Dokima does not score these either. Doing so credibly requires running the model — which we deliberately do not do for free-tier scans (cost, legal exposure, and reproducibility against a static commit SHA all become harder). The Dokima scope is what is decidable from metadata: serialisation safety, documentation completeness, licence clarity, namespace provenance, presence and freshness of safety/bias evaluation citations, regulatory-alignment signals, and ecosystem context.

The point of this section is to be honest about the gap: a high Dokima score is necessary-but-not-sufficient evidence that a model is safe to deploy in a specific application. A "Strong" or "Exemplary" grade tells you the artefact is well-formed, well-documented, and well-provenanced. It does not tell you the model is appropriate for your use case, your regulatory posture, or your risk tolerance. That assessment requires capability evaluations the platform layer cannot perform.

This is the same shape as a Lighthouse performance score for a website: a 100 means the bundle is well-structured and fast, not that the content is good. The Dokima score is the audit floor that frees a buyer to focus their evaluation budget on the questions that do require human or capability-based judgement.

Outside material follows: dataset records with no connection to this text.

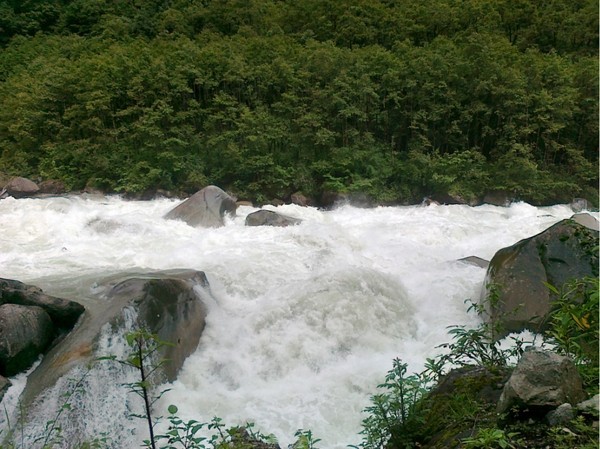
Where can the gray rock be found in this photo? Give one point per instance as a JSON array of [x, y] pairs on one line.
[[562, 252], [168, 303], [205, 208], [579, 204], [21, 187], [4, 386], [52, 187], [585, 219], [591, 405], [561, 415], [498, 198], [299, 199], [64, 313], [476, 261], [25, 333], [270, 218], [540, 382]]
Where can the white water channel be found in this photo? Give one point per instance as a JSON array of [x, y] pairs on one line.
[[306, 319]]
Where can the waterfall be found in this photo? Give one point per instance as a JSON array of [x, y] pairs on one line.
[[304, 321]]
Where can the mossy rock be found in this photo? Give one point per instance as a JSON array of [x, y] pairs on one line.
[[462, 400]]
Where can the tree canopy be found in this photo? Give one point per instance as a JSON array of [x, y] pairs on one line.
[[397, 100]]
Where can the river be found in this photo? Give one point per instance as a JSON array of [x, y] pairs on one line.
[[305, 320]]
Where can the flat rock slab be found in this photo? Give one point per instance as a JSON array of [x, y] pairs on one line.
[[205, 208], [270, 218]]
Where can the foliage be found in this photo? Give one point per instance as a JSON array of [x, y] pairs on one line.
[[392, 414], [479, 345], [574, 326], [145, 348], [488, 438], [396, 100]]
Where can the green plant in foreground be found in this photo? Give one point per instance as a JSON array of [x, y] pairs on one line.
[[574, 325], [392, 413], [489, 438], [145, 348], [305, 440]]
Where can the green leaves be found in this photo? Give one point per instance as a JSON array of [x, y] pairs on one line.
[[398, 100]]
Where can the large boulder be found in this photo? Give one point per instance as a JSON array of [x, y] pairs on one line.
[[170, 308], [169, 304], [205, 208], [30, 321], [64, 313], [269, 218], [541, 382], [19, 187], [515, 289], [25, 333]]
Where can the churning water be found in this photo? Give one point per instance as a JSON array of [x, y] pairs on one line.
[[305, 320]]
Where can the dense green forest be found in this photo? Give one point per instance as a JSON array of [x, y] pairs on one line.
[[394, 99]]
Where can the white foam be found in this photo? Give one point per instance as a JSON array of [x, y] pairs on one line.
[[306, 319]]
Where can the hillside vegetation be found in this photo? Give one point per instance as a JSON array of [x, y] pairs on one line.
[[394, 99]]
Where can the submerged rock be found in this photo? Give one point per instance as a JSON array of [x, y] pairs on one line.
[[64, 313], [270, 218], [541, 381], [30, 321], [205, 208], [475, 261], [168, 303], [4, 385], [25, 333], [19, 187]]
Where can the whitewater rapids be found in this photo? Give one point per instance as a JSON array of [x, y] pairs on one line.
[[305, 320]]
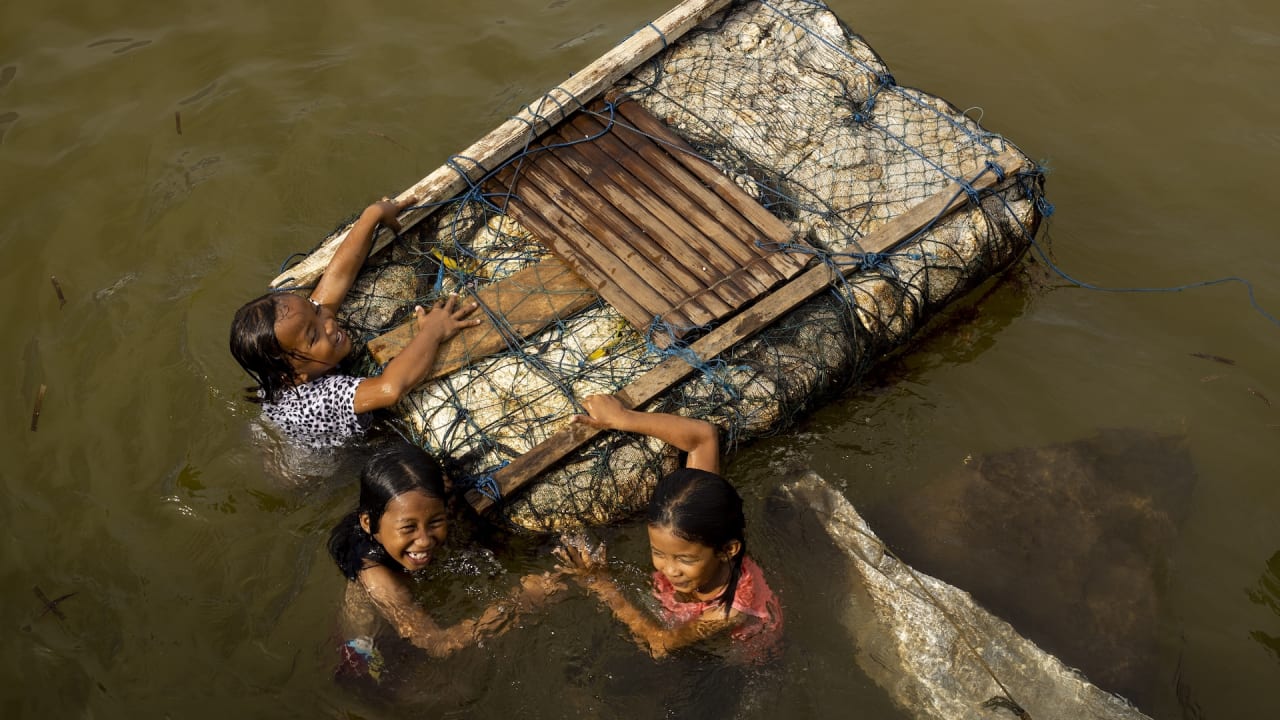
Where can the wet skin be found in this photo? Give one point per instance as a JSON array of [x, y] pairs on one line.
[[694, 569], [310, 335], [411, 529]]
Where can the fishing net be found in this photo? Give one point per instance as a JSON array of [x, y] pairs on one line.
[[804, 117]]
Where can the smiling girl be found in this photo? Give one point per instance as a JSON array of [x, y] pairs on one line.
[[703, 580], [397, 531], [291, 345]]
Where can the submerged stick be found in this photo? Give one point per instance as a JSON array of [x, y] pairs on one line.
[[58, 288], [40, 401], [50, 605]]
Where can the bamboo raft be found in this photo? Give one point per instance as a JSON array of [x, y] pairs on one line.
[[621, 240]]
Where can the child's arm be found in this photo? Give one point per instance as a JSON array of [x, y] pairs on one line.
[[396, 604], [699, 438], [407, 369], [342, 270], [590, 570]]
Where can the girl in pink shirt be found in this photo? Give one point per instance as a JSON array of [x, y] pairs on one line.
[[704, 582]]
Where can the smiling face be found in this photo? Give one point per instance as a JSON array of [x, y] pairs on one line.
[[310, 335], [412, 527], [693, 568]]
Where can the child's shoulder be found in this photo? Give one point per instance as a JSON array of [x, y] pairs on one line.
[[321, 411]]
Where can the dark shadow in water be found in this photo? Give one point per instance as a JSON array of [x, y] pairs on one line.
[[1070, 543], [1267, 595]]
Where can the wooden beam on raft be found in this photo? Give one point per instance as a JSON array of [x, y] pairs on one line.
[[782, 300], [522, 304], [533, 121]]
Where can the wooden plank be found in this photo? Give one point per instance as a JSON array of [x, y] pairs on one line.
[[513, 135], [740, 327], [618, 238], [780, 265], [521, 304], [656, 222], [551, 220], [708, 258], [755, 213], [714, 244]]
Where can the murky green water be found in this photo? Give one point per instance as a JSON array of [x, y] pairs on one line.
[[202, 589]]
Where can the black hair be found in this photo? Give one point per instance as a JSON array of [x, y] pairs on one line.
[[387, 475], [703, 507], [257, 350]]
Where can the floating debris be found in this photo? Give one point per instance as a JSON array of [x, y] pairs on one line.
[[58, 288], [1260, 396], [1214, 358], [40, 402], [50, 605]]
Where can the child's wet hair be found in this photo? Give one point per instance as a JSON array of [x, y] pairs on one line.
[[705, 509], [257, 350], [388, 474]]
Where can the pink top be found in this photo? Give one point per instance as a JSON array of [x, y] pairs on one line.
[[760, 630]]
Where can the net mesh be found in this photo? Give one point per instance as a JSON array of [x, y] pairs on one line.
[[804, 115]]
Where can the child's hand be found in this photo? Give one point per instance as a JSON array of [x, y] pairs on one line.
[[579, 559], [446, 319], [536, 589], [604, 411], [387, 212]]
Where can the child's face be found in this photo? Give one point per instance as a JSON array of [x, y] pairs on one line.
[[693, 568], [411, 528], [310, 335]]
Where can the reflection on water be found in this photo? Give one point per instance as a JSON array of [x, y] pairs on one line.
[[1068, 542], [1267, 595]]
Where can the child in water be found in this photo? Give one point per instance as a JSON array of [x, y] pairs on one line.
[[704, 582], [289, 345], [398, 529]]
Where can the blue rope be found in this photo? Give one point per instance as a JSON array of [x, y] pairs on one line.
[[1248, 286], [487, 486]]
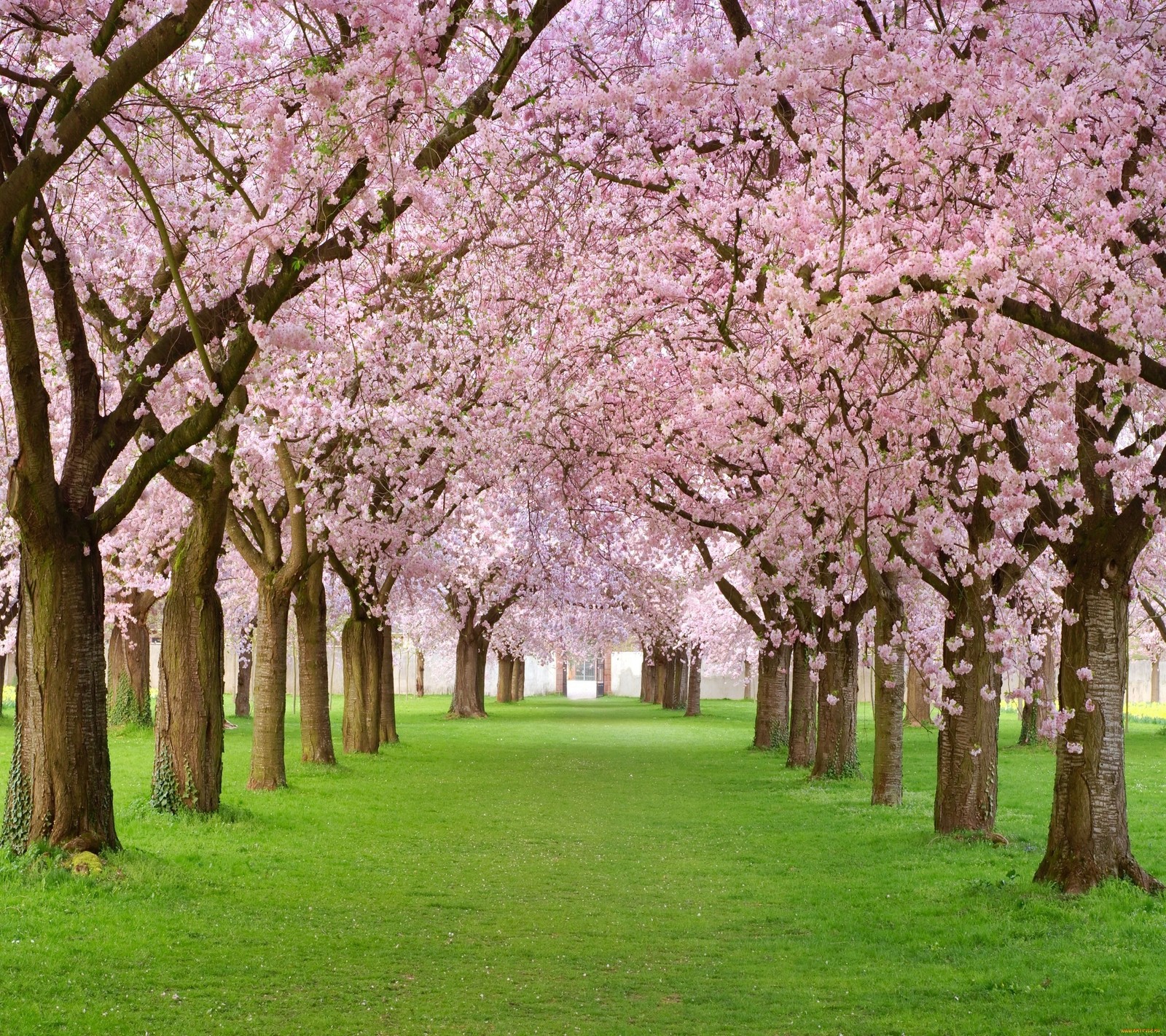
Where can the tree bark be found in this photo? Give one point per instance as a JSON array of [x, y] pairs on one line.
[[58, 785], [837, 753], [505, 678], [888, 698], [312, 637], [243, 678], [388, 689], [270, 653], [361, 645], [694, 684], [802, 710], [967, 744], [771, 726], [128, 672], [188, 742], [466, 676], [919, 713], [1088, 833]]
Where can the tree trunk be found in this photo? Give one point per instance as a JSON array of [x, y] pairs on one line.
[[480, 676], [837, 753], [680, 699], [694, 684], [363, 648], [505, 678], [518, 678], [388, 690], [466, 678], [1088, 833], [312, 637], [802, 710], [188, 742], [967, 744], [919, 713], [58, 785], [270, 653], [888, 697], [243, 678], [771, 726], [128, 672]]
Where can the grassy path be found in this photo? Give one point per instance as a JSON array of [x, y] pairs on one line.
[[581, 867]]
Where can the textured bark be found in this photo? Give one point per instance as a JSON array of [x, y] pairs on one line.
[[771, 725], [128, 667], [919, 713], [889, 694], [505, 678], [312, 637], [680, 697], [802, 710], [466, 678], [388, 689], [270, 669], [188, 744], [243, 678], [518, 678], [967, 744], [361, 648], [58, 787], [1088, 833], [694, 684], [837, 753]]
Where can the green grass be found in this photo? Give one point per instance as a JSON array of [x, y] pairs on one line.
[[581, 867]]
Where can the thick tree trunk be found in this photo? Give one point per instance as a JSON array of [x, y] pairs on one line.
[[505, 678], [388, 689], [270, 669], [967, 744], [1088, 833], [312, 637], [802, 710], [58, 785], [518, 678], [466, 678], [188, 742], [919, 713], [128, 672], [694, 684], [361, 647], [888, 698], [771, 726], [837, 753]]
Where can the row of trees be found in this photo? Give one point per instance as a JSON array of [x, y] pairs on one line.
[[568, 322]]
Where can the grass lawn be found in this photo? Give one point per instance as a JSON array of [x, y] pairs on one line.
[[581, 867]]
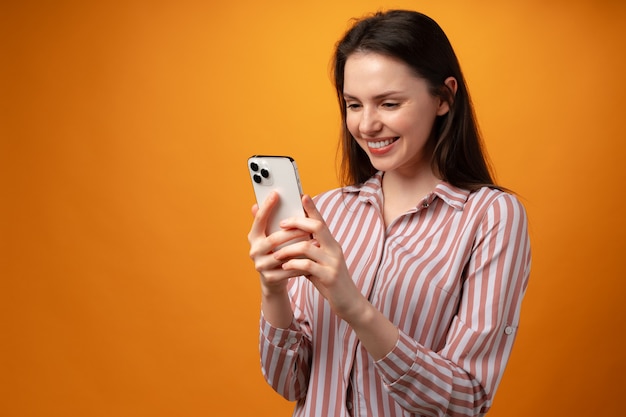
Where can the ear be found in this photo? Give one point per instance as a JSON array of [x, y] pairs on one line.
[[448, 96]]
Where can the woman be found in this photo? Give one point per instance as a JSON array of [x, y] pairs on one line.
[[406, 299]]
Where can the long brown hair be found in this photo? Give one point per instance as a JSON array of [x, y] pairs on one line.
[[419, 42]]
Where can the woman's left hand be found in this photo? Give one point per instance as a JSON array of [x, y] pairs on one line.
[[322, 261]]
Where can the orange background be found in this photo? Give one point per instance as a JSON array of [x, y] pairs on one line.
[[125, 284]]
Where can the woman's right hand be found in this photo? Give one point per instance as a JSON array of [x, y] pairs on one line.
[[273, 278]]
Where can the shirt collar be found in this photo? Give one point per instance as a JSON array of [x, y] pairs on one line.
[[371, 191]]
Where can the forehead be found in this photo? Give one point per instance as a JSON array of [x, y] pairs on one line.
[[368, 72]]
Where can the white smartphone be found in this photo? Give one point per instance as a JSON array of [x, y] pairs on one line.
[[277, 173]]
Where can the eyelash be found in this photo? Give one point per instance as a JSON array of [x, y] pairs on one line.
[[388, 105]]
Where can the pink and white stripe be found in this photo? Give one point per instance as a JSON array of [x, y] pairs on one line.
[[451, 274]]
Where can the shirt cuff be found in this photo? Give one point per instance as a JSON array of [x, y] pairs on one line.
[[288, 338], [400, 360]]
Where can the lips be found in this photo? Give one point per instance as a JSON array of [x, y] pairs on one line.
[[378, 144]]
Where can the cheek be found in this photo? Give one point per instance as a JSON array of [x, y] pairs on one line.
[[352, 124]]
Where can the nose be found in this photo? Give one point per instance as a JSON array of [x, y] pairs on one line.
[[370, 122]]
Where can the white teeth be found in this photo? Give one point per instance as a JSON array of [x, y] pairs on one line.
[[382, 143]]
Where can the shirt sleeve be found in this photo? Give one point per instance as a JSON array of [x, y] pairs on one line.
[[462, 378], [285, 355]]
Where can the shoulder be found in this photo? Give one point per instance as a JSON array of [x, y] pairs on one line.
[[493, 206]]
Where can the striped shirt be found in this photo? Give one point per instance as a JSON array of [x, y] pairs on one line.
[[450, 274]]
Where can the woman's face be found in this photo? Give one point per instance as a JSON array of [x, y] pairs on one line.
[[390, 112]]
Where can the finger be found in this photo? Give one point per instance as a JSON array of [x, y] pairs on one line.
[[309, 207], [262, 213]]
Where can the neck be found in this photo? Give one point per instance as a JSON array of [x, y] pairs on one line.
[[402, 192]]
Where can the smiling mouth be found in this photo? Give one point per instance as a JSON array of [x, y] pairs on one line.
[[381, 143]]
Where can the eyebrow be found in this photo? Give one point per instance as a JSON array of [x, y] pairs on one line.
[[385, 94]]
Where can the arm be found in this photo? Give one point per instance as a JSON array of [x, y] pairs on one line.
[[459, 380], [462, 378]]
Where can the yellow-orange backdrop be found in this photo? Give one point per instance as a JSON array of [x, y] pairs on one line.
[[125, 286]]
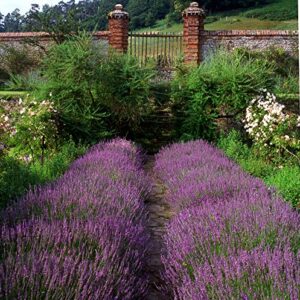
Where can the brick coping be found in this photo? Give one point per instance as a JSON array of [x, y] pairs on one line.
[[250, 33], [23, 35]]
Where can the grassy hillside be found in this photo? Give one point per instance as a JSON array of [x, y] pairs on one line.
[[281, 15]]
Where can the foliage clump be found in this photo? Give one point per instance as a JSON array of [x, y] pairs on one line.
[[221, 87], [96, 94]]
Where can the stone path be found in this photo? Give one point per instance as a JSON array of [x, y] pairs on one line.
[[159, 215]]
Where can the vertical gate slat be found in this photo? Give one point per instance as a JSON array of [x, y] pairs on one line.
[[163, 48]]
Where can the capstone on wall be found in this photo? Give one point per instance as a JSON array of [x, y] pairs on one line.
[[43, 39]]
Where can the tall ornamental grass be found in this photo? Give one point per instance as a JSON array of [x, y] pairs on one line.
[[82, 236], [231, 238]]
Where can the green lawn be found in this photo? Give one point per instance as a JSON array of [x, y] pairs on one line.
[[281, 15]]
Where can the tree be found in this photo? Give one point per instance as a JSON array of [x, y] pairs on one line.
[[13, 22]]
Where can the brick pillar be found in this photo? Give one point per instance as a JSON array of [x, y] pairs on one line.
[[118, 23], [193, 18]]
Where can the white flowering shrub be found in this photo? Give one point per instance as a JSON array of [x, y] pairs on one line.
[[274, 132], [28, 127]]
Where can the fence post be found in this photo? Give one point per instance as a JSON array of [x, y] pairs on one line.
[[118, 23], [193, 18]]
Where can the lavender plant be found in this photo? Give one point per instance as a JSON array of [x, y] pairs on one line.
[[232, 238], [81, 237]]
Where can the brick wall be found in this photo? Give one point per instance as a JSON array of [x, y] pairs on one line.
[[250, 39], [18, 38]]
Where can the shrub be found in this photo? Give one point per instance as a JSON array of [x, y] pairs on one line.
[[287, 183], [231, 237], [274, 132], [17, 60], [220, 87], [30, 127], [83, 236], [285, 178], [96, 94]]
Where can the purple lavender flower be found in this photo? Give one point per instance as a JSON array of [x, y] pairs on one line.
[[231, 238], [82, 236]]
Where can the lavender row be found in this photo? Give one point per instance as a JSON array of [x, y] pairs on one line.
[[231, 238], [81, 237]]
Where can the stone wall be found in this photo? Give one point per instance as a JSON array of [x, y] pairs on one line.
[[250, 39], [19, 38]]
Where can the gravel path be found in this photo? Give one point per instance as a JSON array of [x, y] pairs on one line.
[[159, 215]]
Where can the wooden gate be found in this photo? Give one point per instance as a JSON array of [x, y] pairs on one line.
[[162, 48]]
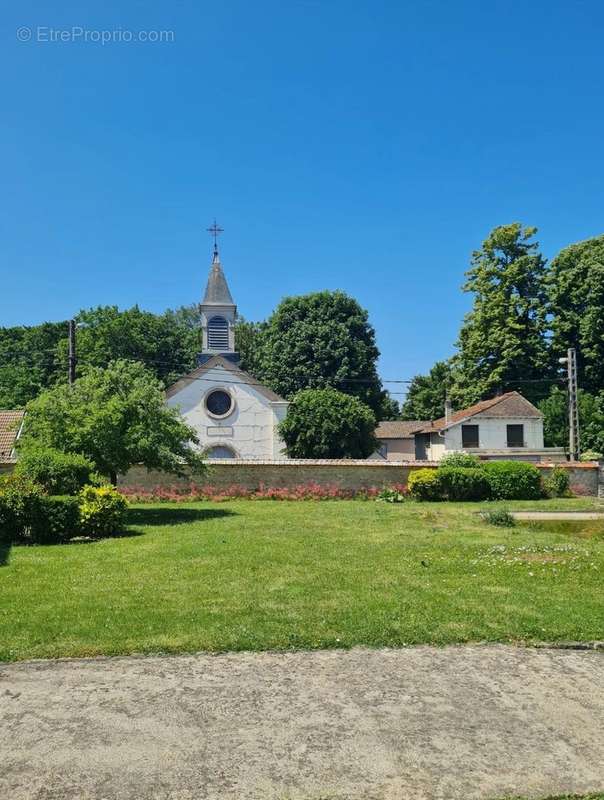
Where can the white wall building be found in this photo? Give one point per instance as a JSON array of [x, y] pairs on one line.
[[234, 415], [505, 427]]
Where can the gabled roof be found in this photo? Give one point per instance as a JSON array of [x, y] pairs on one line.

Why publish this comparison

Two reasons. First, buyers ask: "how is this different from Snyk-for-AI?" — and a credible answer requires distinguishing the layers in the stack rather than pretending the products overlap more than they do. Second, the security-scoring market is going to consolidate over the next 18 to 36 months and the question of "which scoring services share a methodology basis?" will matter for procurement. Publishing the comparison up front lets the discussion happen on accurate ground rather than via vendor marketing.

The competitive landscape table will be republished when peer products materially change scope; the "what HF does not score" callout is expected to be stable through at least one major Hugging Face platform release.